When the going gets tough, and it could in the beginning, teachers should be reminded that research on PBL, though still scarce, is showing positive results that hold promise for gifted students as well as all students. Students using PBL perform as well on standardized tests and often better than students in traditional classrooms. Students using PBL learn research skills, understand the subject matter at a deeper level than students taught by traditional methods, and are more deeply engaged in their work. Also important is the finding that teachers and parents of students learning by doing projects are pleased about students’ enthusiasm and hard work when they are doing PBL.
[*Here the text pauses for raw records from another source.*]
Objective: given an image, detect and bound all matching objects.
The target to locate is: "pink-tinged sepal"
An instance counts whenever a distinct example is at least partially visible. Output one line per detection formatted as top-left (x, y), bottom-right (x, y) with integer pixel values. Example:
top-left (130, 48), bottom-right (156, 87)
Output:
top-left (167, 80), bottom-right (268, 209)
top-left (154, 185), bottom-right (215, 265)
For educators who are looking for a solution to many problems in the classrooms as well as a way to meet the needs of gifted students, Problem Based Learning is a great place to start. More and more resources are becoming available in the form of printed professional materials as well as Internet websites to support novice PBL-ers. Online resources include the George Lucas Educational Foundation (www.edutopia.org), Project-Based Learning with Multimedia CD-ROM at www.wested.org/cs/we/print/docs/we/home.htm, and What Kids Can Do (www.whatkidscando.org). Many other websites exist as well to support parents and teachers in sample problems and tutorials on PBL. After a short introduction to PBL, educators can easily create their own problem scenarios based on their knowledge of their curriculum content, the interests and abilities of their students, and their own blossoming creativity. With careful planning, a well-designed problem, and the enthusiasm of students and teachers, problem based learning can be a great boost to a teacher’s professional satisfaction while creating future citizens who are well-prepared for the complex tasks and problems they will face as adults.